It was, perhaps, that thought that made Alec finally agree.

Something crunched outside the cave, along the narrow path. Eliot had to have heard it long before, known someone was coming, but he rapidly shifted back to human, resignation in his eyes.

_This is a very bad idea._

Jed Rucker appeared, panting and sweaty, but triumphant, leading his horse into the cave after him. Ford looked at Eliot, said something under his breath that the trailwalker would have been able to hear, but that looked, to Alec, like _I promise._

Rucker’s ropers were rough.

It was going to be a very long night.


	5. Chapter 5

#  V

Night lay dark and heavy, the air laden with ill portent. Nate sat watching the fire while Rucker slept and Alec dozed fitfully. Eliot simply sat and stared into the fire, his arms bound behind him with the spellchains Rucker insisted on. The heavy, ugly iron links made Nate’s skin crawl just looking them.  Like the circle, he knew them well.
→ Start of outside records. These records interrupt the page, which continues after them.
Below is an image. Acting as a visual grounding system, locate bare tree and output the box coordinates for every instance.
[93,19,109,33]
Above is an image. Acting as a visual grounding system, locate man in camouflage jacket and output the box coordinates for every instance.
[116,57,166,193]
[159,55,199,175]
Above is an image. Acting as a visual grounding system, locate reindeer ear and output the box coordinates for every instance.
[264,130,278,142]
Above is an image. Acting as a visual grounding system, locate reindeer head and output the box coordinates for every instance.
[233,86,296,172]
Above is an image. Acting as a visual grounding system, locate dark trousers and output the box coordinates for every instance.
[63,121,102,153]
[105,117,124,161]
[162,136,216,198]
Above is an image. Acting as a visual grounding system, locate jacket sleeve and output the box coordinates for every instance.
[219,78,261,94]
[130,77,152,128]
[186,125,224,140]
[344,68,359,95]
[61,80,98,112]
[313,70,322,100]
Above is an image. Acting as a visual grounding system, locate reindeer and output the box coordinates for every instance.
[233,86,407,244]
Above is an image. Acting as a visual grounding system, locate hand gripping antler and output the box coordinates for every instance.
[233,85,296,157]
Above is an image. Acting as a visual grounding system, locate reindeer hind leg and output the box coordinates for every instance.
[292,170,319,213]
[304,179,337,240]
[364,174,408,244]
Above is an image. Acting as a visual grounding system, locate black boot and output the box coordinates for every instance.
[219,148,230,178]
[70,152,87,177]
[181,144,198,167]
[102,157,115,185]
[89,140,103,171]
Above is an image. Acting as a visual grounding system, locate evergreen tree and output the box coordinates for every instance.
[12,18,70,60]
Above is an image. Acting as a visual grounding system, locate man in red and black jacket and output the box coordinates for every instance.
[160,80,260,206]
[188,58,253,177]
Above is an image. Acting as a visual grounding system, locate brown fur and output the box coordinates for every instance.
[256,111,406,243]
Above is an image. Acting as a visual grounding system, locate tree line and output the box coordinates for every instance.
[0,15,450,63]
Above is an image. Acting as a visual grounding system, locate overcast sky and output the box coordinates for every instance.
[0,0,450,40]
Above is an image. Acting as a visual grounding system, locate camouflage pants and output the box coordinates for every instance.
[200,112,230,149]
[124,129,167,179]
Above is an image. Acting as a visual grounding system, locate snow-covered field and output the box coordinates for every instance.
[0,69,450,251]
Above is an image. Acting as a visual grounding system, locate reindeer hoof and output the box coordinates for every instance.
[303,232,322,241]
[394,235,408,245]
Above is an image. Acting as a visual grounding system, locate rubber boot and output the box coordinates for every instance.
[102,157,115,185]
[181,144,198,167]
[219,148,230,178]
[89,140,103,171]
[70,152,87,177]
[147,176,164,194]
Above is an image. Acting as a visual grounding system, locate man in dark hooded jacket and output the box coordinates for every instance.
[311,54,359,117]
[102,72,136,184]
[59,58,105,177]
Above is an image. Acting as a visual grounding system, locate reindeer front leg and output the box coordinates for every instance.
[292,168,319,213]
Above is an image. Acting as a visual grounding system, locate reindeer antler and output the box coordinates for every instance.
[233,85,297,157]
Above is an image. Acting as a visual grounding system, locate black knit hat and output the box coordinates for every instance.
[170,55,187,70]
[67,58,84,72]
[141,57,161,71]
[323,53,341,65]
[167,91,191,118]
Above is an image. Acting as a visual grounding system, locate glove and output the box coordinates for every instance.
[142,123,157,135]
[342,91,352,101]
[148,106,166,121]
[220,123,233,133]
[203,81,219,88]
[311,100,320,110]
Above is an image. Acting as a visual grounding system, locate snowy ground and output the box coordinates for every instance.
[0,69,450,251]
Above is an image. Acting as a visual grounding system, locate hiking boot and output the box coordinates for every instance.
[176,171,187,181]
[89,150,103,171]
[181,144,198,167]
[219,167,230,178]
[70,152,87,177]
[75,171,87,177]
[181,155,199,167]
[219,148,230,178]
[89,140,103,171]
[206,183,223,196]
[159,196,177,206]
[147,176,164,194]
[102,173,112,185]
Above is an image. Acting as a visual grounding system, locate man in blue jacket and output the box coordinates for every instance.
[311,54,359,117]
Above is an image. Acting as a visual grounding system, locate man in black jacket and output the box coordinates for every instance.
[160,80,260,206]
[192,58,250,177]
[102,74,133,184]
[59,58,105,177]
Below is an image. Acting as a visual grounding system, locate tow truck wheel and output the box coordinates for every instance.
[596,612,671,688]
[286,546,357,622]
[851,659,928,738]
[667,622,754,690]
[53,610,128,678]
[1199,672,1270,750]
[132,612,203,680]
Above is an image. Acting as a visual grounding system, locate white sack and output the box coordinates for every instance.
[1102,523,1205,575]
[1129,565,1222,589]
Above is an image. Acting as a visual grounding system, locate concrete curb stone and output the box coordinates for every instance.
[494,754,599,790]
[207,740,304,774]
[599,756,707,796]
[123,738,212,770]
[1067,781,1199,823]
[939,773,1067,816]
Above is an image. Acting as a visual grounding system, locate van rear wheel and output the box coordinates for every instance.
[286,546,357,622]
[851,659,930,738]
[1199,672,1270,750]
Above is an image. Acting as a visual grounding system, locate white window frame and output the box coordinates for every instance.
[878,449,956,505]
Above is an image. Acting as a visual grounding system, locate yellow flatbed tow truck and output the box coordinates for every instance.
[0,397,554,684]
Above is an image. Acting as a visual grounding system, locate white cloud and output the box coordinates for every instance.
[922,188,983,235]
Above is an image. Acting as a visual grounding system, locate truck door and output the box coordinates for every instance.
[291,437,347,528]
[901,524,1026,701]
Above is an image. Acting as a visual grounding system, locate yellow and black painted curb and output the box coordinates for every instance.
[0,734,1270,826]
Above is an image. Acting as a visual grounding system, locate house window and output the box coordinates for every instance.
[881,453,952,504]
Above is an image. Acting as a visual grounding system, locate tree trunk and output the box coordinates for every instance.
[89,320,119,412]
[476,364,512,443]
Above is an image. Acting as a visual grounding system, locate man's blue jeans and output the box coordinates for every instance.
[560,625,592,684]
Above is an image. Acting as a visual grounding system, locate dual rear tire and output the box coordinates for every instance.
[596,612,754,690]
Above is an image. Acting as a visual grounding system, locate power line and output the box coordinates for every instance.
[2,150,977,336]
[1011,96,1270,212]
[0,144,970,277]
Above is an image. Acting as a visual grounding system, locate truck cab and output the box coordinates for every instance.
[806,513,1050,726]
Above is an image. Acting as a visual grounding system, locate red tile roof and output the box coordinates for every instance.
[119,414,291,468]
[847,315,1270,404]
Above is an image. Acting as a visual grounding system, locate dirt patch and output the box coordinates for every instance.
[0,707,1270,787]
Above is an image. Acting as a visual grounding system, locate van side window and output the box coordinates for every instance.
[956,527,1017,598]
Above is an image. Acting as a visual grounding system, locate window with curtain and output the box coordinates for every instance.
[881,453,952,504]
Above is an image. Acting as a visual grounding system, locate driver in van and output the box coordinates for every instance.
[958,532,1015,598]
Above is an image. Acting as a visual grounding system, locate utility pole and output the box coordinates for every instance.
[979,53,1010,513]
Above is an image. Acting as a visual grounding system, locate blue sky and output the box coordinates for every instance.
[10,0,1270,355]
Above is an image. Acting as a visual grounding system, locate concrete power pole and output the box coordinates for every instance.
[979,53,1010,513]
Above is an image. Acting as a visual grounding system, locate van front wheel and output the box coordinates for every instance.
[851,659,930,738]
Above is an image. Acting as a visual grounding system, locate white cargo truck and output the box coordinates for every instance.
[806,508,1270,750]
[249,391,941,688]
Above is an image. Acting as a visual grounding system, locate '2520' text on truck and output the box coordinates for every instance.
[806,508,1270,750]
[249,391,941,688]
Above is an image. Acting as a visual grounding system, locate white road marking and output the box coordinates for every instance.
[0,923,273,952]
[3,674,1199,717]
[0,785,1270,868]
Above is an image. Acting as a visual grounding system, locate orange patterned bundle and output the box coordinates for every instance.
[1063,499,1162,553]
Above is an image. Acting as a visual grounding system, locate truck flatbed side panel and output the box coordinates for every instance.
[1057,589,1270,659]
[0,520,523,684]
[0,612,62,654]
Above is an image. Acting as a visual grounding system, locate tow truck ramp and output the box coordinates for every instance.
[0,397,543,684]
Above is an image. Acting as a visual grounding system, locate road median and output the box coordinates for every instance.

_The Unkind War had ended as abruptly as it began; in the unlikely town of South Ridge, Indiana. A small, otherwise unremarkable place, it had been a staging ground for the United State’s raids into the Wilderlands, known to refuel airships and resupply the armies._

_“Remember, you’re just there for recon. They’re far enough away from the leyline that we can’t scry them out. Get in, get the facts, get out.”_

_The instructions had been clear enough, easy enough to follow; the mission was simple enough that they’d sent recruits with him: An untrained shaman, a werewolf on the verge of what would only be his second full moon, a dragon barely out of soft-scales. They’d made it in alright. He’d exhausted himself transferring the information out of the city, passing it on to his mentors in a wave of headache and sore eyes and thoughts that weren’t his own. _

_And they’d never made it out._

_He remembered everything else, but most nights, he couldn’t remember their names._

_They’d fallen, one by one; hunted through the twisting streets like game until he’d been the only one left, trying to just find his way out of the labyrinth of back alleys. The men hunting him had laughed when the street he’d dodged up turned out to be a dead end; laughed, and taken aim, mockery on their lips and murder in their eyes._

_Out of breath, out of time, and out of options, he’d grabbed purely on instinct, looking for some strength beyond his own in the ground beneath his feet – the life inherent in the dirt, plants, worms and mice._

_He expected a candle._

_What he found instead was an inferno that tore through him, igniting his spine, his bones, his very soul with fire the color of blood; a blaze that devoured everything around him and reveled in the screams. Even the one he was fairly sure was his own._

_The next thing he remembered was waking up in on the ground in a cage of light, Roberta Hardison looking at him with an expression that somehow mixed pity, regret and disgust in equal parts. He remembered thinking it odd that a complete stranger could show exactly what he was thinking on her face before she clamped the chains on his wrists. The constant tingling sensation of his magic vanished as abruptly as if it had never existed in the first place, and the shock of it sent him back into the darkness._

_The cages, Roberta and the ugly, magic-stealing chains were the only constants in his life for the next seven years._

Nate shifted on the log, rubbing at his thigh. Outside the cave, he could hear rain. It started light, a misting that barely seemed to brush the leaves, but within the hour it was a downpour, heavy and loud, but not loud enough to drown out his thoughts.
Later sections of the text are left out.